LUNA DOET DUS WEL AAN VALENTIJN

Ik weet niet precies meer hoe en wat en wanneer, maar ik bedacht me ineens; ik ga 100 Valentijnskaartjes sturen. En dan juist naar mensen die ik niet persoonlijk ken, maar die wel deel uitmaken van mijn leven. Want hoeveel mensen lees ik elke dag? Zie ik elke dag? Via berichtjes op Twitter. Op foto’s op Facebook. Hoeveel mensen ken ik op die manier al jaren, maar heb ik nog nooit in het echt gezien? Heel veel! Meer dan 100! Dus ik ben gaan schilderen, op stukken verhuisdoos, want ja, doei, het geld groeit me niet op m’n rug en verhuisdoos, dat staat best ruig en heel stoer en ook heel streetart! Ik knipte 100 tortelduifjes, ik plakte ze ertussen, en dan nog iets met hartjes van graffiti-paint en wat flatsflats met rode verf en toen moest ik ineens aan 100 adressen komen en ook nog kaartjes schrijven en sturen en enveloppen schrijven, en nou ja, voor een ADHD-er een heel complexe toestand en daarna ook nog postzegels plakken en alles in de brievenbus doen, maar… het is gelukt! En ik verdien alleen daarvoor al een medaille en een kusje van de Koningin. Alle kaartjes zijn nu een beetje binnen gestroomd en ik snap nu eigenlijk zelf pas wat ik heb gedaan. In een wereld waarin ik me af en toe zo verdomd alleen voel heb ik in een vlaag van verstandsverbijstering geschilderd! Gewoon geschilderd. En ik voelde me super en fijn en zo ontzettend verbonden! Ik ben verbonden! Verbonden met iedereen! En ja, ik weet het, het klinkt zo vreselijk fout. Zo zennerig, zo ontzettend zweverig, zo ontzettend geitenwollensokken, maar als je maar heel even de tijd neemt om te kijken naar alles. Naar alles om je heen! Hoe gaaf is Twitter? Is Facebook? En dat wil je toch ook gewoon zeggen, roepen, schreeuwen, naar elkaar! Ik ben blij dat ik je ken! Wat ben je leuk! Wat zit je haar goed! Wat ben je lief! Ik had nog wel heel even iets van; ja, maar wat als de vrouwen van de mannen die ik een kaartje stuur iets raars gaan denken, dat ik verliefd ben op hun kerel, of wat als iemand het helemaal verkeerd opvat als ik haar ‘een geweldig wijf’ noem, maar, fuck dat, ik heb alles gewoon gestuurd! En ik had het liefst iedereen in the whole wide world een kaartje willen sturen, maar hé, ik ben ook maar een mens. Een mens met grenzen. Maar dit mens houdt van jou.
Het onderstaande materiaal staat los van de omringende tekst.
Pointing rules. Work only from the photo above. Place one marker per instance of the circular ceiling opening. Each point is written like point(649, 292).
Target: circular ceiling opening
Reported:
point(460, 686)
p.s. Voor mijn meer aardse en pornoverhalen verwijs ik graag naar www.climaximaal.nl want dit spirituele, dat houd ik dus niet langer dan een dag vol.

17

LUNA WEET WAT ZE WAARD IS

Ik kreeg een berichtje via Facebook met de strekking: ‘Ik heb vandaag in België een schilderij gekocht van jou, voor, schrik niet, € 2,50.’ Ik weet niet waar ik meer van schrok; van het feit dat een schilderij van mij dus maar € 2,50 waard blijkt en ik dus een carrière als kunstenaar maar moet vergeten, of dat iemand überhaupt een schilderij van mij had doorverkocht. Ik schrok trouwens niet eens, ik vloog meteen in een extreem negatieve flow.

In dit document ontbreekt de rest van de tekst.